Mr. Goalie Deserves Better
Before I write one more word on today's subject, the great Glenn Hall, also known as "Mr. Goalie" to anyone with even a passing familiarity with the National Hockey League and its storied past, I feel compelled to confess that I am anything but an impartial observer.
I grew up in the suburbs of New York City in the 50s and 60s. So I not only started going to New York Rangers games in the Original Six years, when Hall was the goalie for the Chicago Blackhawks (1956-67) but I was also a goalie, a position I continued to play through my years in college.
Glenn Hall was and still is my idol. He holds a record that that we can say with certainly will never be broken: For more than seven years, he never missed a game. Between the start of the 1955 season and the night of November 7, 1962, Hall played 502 consecutive games. It was actually 552, if his 49 playoff games are included in the equation, but the NHL doesn't count the post-season in its tabulations. And it goes without saying that they don't count the games he played in his minor league career, which inflates the number to 881.
And he did it all without a mask, his face bearing the scars of the 250 stitches he sustained during his career.
"Our first priority was staying alive," Hall once said, "our second was stopping the puck."
All of which is a prelude to a visit I made with my two sons to the Hockey Hall of Fame in Toronto last summer.
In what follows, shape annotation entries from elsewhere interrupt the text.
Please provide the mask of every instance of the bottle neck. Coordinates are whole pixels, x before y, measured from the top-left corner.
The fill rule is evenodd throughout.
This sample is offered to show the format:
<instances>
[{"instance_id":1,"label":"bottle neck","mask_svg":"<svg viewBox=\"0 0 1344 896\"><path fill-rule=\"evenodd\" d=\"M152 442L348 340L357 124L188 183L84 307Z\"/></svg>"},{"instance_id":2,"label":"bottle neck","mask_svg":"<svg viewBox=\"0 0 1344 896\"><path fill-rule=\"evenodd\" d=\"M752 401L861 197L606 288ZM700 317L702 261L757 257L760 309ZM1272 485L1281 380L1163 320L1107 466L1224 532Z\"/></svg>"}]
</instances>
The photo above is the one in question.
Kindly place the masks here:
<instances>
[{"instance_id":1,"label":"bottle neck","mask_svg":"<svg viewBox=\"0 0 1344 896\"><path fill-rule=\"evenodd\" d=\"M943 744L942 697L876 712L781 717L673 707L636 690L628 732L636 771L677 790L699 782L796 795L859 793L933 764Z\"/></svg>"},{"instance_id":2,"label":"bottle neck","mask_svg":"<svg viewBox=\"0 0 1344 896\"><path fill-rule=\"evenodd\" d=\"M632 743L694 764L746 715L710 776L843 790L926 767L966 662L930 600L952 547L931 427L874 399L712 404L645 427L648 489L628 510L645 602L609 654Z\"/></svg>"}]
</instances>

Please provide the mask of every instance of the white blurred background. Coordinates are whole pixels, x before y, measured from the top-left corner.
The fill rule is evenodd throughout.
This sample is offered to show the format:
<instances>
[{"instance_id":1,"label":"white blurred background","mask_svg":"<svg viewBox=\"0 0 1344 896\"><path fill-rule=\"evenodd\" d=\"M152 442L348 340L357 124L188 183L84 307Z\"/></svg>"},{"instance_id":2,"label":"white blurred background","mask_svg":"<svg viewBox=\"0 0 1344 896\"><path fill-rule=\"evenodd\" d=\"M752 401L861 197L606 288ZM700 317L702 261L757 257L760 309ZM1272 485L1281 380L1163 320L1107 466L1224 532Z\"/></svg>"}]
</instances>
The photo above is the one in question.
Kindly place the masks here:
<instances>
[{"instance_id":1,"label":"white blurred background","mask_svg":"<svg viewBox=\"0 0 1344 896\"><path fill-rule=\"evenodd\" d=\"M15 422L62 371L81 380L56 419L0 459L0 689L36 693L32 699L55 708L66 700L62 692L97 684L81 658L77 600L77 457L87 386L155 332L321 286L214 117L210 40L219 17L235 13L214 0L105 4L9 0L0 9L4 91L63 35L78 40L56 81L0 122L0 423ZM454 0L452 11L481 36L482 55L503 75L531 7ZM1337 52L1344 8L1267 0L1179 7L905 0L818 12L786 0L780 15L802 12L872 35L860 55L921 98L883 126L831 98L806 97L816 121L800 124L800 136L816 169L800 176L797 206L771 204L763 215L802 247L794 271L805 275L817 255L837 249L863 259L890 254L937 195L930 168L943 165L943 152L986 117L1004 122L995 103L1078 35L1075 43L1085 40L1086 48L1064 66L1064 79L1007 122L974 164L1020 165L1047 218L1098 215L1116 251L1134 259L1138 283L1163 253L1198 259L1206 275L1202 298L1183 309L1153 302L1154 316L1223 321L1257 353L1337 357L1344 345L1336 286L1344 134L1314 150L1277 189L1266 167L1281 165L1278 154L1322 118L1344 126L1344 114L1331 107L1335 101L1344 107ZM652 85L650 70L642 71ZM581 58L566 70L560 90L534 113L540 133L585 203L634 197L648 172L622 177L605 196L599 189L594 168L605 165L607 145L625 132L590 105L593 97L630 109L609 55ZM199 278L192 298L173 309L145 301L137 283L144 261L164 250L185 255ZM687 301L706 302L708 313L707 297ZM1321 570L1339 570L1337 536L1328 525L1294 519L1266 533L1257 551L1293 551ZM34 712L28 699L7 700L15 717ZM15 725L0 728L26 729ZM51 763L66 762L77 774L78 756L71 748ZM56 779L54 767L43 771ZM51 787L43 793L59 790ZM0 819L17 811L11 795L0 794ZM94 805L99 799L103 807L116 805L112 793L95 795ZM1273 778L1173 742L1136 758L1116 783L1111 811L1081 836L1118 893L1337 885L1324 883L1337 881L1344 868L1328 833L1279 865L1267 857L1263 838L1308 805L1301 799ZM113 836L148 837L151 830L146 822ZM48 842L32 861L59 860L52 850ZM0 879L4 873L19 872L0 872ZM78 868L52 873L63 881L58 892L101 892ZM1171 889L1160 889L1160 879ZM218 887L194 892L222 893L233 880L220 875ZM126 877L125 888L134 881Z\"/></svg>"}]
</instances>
As we wandered around, soaking in the exhibits devoted to all the greats of the game--including some of Hall's goaltending contemporaries, like Jacques Plante, Terry Sawchuk and Johnny Bower, I eagerly anticipated what I was sure would be a terrific exhibit devoted to Hall.
I not only didn't find it, but the staff on hand at the Hall of Fame that day weren't much help in explaining why.
I asked a young girl on duty on the first floor about where it might be. After I repeated Hall's name a third time, she looked at me as if I'd sprouted a second head and asked me if I was "sure that he's in the Hall of Fame."
Incredulous, I turned to another attendant, a young man, who shrugged his shoulders and mumbled something about the only permanent exhibits being the Big 4--Orr, Howe, Gretzky and Lemieux--and that everyone else gets rotated to mothballs for periods of time.
I found this hard to believe. So I sent an email to the folks at the Hall of Fame and also contacted my friend Tom Adrahtas, another old goalie and unabashed fan of Hall who wrote Glenn's biography, Glenn Hall; The Man They Call Mr. Goalie, which was published in 2002.
Adrahtas weighed right in, urging the Hall of Fame to create an exhibit that is much deserved and so long overdue.
The good news is that they were receptive to the idea and Hall, whose brilliance during his career between the pipes is exceeded only by his humility and self-effacing sense of humor, is in the process of gathering some artifacts and old equipment from his career. Adrahtas is hoping to have all of it delivered to the Hall of Fame by February 1, with the exhibit tentatively scheduled to open sometime this summer.
Better late than never. And I can't wait to visit the Hall of Fame once Mr. Goalie's exhibit is in place.